The Dec. 6 deal that extends unemployment benefits and the Bush-era tax breaks erases a lot of uncertainty. Its temporary payroll tax cut and semi-permanent fix for the estate tax are common-sense solutions that will help the economy.
But the deal does not help tackle fiscal deficits going forward, and it presents a huge risk: The “bond market vigilantes” may yet return with a vengeance and push the federal government to the brink of default.
It appears to us that President Barack Obama has done what he thinks he needs to do to survive until the next election cycle. He’s removed the threat of a recession induced by tax hikes and he’s disarmed some of the weapons of mass economic destruction that the GOP-led Congress might have used against him.
But these are Schwarzenegger-like fixes that take very few steps toward mending the budget mess that will be looming in 2012, when deficits and federal borrowing costs are higher and the bills will ultimately come due. They don’t, for example, deal with the looming mess of IRS Form 1099 reporting that accompanied the health care reform act.
However, there is a chance that a growing economy will produce more tax revenue and therefore minimize the size of future deficits. There is also the fact that unemployment is so high that inflation in the form of increased labor costs has been banished to the sidelines for quite a while.

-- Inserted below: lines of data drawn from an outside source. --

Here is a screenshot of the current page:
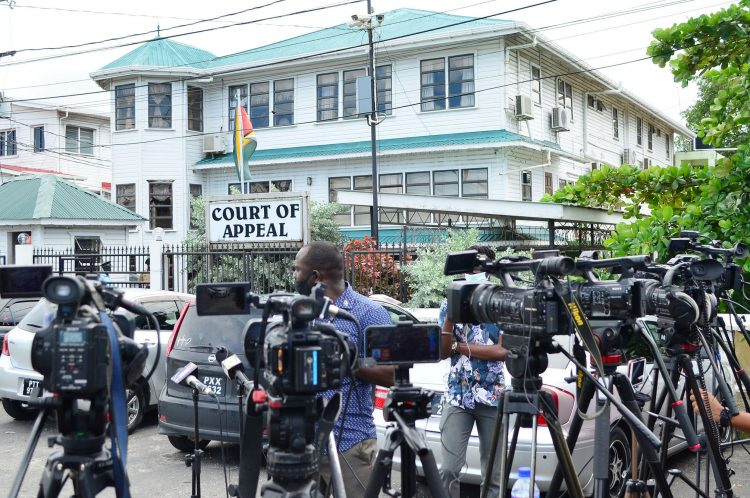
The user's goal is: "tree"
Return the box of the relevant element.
[545,0,750,271]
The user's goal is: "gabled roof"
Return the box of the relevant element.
[0,175,145,224]
[207,9,513,69]
[100,38,216,71]
[196,130,560,169]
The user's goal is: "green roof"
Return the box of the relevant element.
[102,38,216,69]
[196,130,560,167]
[0,175,145,222]
[102,9,510,70]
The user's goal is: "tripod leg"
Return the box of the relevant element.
[8,409,47,498]
[612,373,672,498]
[547,377,595,496]
[539,391,583,498]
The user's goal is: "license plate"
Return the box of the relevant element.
[200,375,226,396]
[23,379,42,396]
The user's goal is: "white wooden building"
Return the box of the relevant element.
[0,96,112,198]
[91,9,691,246]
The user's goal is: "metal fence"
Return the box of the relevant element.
[34,246,150,287]
[162,244,299,294]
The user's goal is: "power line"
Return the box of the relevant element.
[0,0,364,67]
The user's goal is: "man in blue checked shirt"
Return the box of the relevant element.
[294,242,394,497]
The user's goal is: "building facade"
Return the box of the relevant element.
[0,98,112,198]
[92,9,691,245]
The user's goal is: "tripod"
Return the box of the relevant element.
[364,365,448,498]
[9,398,122,498]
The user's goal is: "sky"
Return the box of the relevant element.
[0,0,732,122]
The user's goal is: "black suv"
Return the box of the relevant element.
[158,303,261,451]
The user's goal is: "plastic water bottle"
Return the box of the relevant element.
[510,467,539,498]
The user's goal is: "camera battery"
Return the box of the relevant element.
[294,346,322,391]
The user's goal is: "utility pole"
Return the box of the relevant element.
[367,0,380,247]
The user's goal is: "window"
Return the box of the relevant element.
[227,85,247,131]
[378,173,404,223]
[190,183,203,229]
[420,58,445,111]
[344,69,367,119]
[34,126,44,152]
[188,86,203,131]
[531,64,542,105]
[406,171,432,224]
[664,133,672,159]
[328,176,352,226]
[318,73,339,121]
[0,130,18,157]
[148,181,173,230]
[635,116,643,147]
[115,183,135,212]
[273,78,294,126]
[461,168,489,199]
[521,171,531,201]
[375,65,393,115]
[612,107,620,140]
[557,78,573,120]
[448,55,474,109]
[148,83,172,128]
[544,173,552,195]
[432,169,458,197]
[248,81,269,128]
[65,125,94,156]
[354,175,372,225]
[115,83,135,130]
[647,124,656,150]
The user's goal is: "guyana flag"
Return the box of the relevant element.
[233,95,258,187]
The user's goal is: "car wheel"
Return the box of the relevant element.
[125,385,146,433]
[609,427,630,498]
[168,436,211,453]
[3,398,39,420]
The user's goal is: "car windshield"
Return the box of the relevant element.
[174,305,260,354]
[18,299,57,332]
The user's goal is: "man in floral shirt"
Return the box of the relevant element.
[438,246,508,498]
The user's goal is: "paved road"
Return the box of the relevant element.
[0,409,750,498]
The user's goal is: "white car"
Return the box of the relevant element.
[374,320,710,496]
[0,289,193,431]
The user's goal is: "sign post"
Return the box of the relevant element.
[206,192,310,245]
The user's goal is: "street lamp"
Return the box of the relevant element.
[347,0,383,247]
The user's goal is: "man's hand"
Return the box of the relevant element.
[690,389,724,424]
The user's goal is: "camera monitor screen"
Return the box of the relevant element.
[0,265,52,298]
[365,323,441,365]
[195,283,250,316]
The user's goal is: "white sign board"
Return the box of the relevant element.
[206,192,310,243]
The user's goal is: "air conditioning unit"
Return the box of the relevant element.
[203,133,227,154]
[622,149,635,165]
[552,107,570,131]
[515,95,534,121]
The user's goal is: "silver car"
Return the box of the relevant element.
[0,289,193,431]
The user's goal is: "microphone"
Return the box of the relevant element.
[172,361,216,398]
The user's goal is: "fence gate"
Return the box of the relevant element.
[34,247,150,288]
[162,244,299,294]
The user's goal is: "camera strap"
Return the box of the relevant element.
[552,278,604,378]
[99,311,130,498]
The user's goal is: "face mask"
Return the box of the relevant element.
[464,273,487,282]
[294,273,315,296]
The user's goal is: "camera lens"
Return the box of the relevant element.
[42,277,83,304]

That suggests interest rates also will be low, something that is absolutely essential to the U.S. Treasury’s ability to raise the money to offset the $800 billion hit from the budget compromise in its current form.
It’s just too early to count out the bond market vigilantes who could punish the U.S. Treasury severely for taking on more debt. The president is taking a high-risk gamble — history will mark him as a risk-taker who bet the farm and won big, or as an economic illiterate who didn’t understand how far up the creek he was when he turned in his paddle.